Starke Leistung vom FCI-Torhüter
Die Ibächler machten auch nach dem Führungstreffer mehr fürs Spiel. Samuel Lustenberger hätte in der 65. Minute alles richtig gemacht, doch Torhüter Lauper vermochte den Ball mit einer starken Parade noch übers Tor zu lenken. Und zwei Minuten später scheiterte Hoxha mit einem guten Freistoss aus 25 Metern nur knapp. Dass sich die Ibächler aber nicht zu sicher fühlen durften, zeigte sich in der 72. Minute. Mit einem unpräzisen Rückpass machte Kevin Kost dem Könizer Pascal Zehnder ein Geschenk, dieser konnte alleine auf FCI-Hüter Ibrahimi laufen. Der Ibächler Schlussmann blieb aber cool und krallte sich im eins gegen eins den Ball. Und auch in der 78. Minute konnten sich die Ibächler bei ihrem Torhüter bedanken, der den Ausgleich mit einer starken Parade verhinderte.

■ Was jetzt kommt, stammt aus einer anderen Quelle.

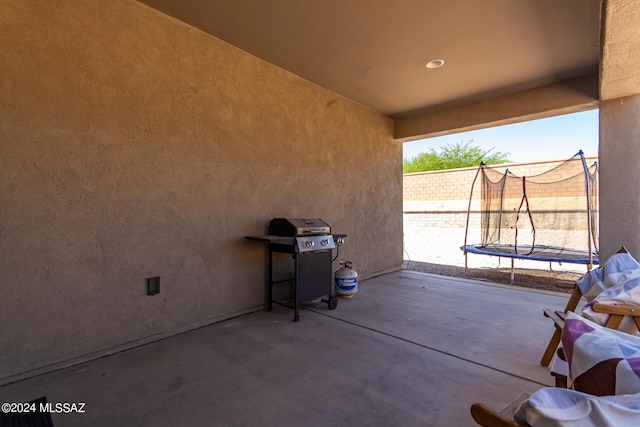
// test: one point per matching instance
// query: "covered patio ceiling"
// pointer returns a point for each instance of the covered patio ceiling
(375, 52)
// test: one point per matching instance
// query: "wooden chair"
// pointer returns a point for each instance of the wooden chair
(559, 317)
(616, 312)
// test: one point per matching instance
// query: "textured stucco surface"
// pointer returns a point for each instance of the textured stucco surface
(131, 146)
(620, 175)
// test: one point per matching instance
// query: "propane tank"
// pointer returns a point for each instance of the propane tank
(346, 280)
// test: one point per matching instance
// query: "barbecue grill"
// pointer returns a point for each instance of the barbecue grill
(311, 244)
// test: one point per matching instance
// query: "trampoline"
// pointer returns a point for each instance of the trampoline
(549, 217)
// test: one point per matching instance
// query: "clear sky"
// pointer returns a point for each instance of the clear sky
(554, 138)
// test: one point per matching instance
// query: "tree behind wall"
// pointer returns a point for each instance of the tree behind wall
(453, 156)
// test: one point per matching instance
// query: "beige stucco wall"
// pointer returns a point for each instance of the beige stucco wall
(131, 146)
(620, 175)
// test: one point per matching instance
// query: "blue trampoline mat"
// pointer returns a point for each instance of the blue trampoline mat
(535, 253)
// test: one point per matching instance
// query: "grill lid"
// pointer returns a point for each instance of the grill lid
(298, 227)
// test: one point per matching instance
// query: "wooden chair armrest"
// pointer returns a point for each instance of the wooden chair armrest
(623, 309)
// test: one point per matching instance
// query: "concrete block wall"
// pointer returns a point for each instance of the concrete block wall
(441, 198)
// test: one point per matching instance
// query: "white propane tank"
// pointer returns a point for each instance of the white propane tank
(346, 280)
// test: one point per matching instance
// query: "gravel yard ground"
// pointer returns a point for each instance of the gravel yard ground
(437, 251)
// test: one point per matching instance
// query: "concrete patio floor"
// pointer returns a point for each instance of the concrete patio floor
(409, 349)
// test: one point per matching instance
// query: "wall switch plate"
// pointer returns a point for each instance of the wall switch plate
(153, 285)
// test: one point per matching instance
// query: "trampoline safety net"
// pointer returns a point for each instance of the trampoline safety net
(552, 216)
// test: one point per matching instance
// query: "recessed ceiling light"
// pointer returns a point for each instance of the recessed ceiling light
(435, 63)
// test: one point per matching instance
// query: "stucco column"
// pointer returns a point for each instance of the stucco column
(620, 176)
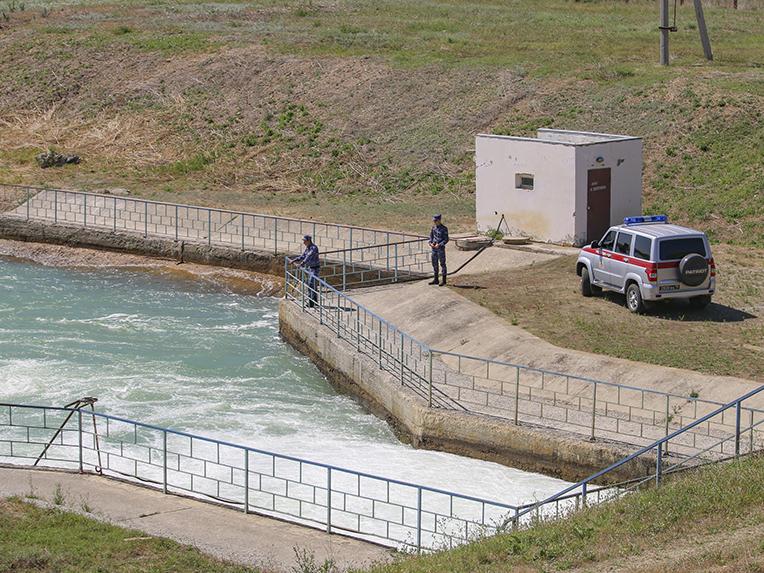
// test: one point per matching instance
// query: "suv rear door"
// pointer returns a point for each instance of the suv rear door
(620, 263)
(602, 268)
(671, 250)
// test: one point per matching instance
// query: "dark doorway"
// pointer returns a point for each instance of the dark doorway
(597, 203)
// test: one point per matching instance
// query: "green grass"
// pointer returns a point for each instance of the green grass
(312, 106)
(36, 539)
(718, 500)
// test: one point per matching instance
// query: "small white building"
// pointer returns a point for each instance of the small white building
(562, 187)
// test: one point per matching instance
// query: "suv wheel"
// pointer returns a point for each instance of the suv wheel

Lorenz Sommers guter Schuss hätte wohl gepasst.
Knaller von Simon Lustenberger
In der 87. Minute fiel dann die Entscheidung. Nach schöner Vorarbeit von Alain Saner liess Neuverpflichtung Simon Lustenberger seine Klasse ein erstes Mal aufblitzen. Sein trockener Schuss zum 2:0 liess Torhüter Lauper keine Chance. Den Ibächlern ist der Start in die neue Saison damit geglückt. Zwar passte noch nicht alles zusammen, viele Fehlpässe und Ungenauigkeiten hemmten den Spielfluss der Jurendic-Elf. Mit Geduld und dank dem starken Torhüter Ibrahimi erreichte man die zweite Runde, wo die Reise nun am kommenden Wochenende zum Absteiger FC Arbon an den Bodensee geht.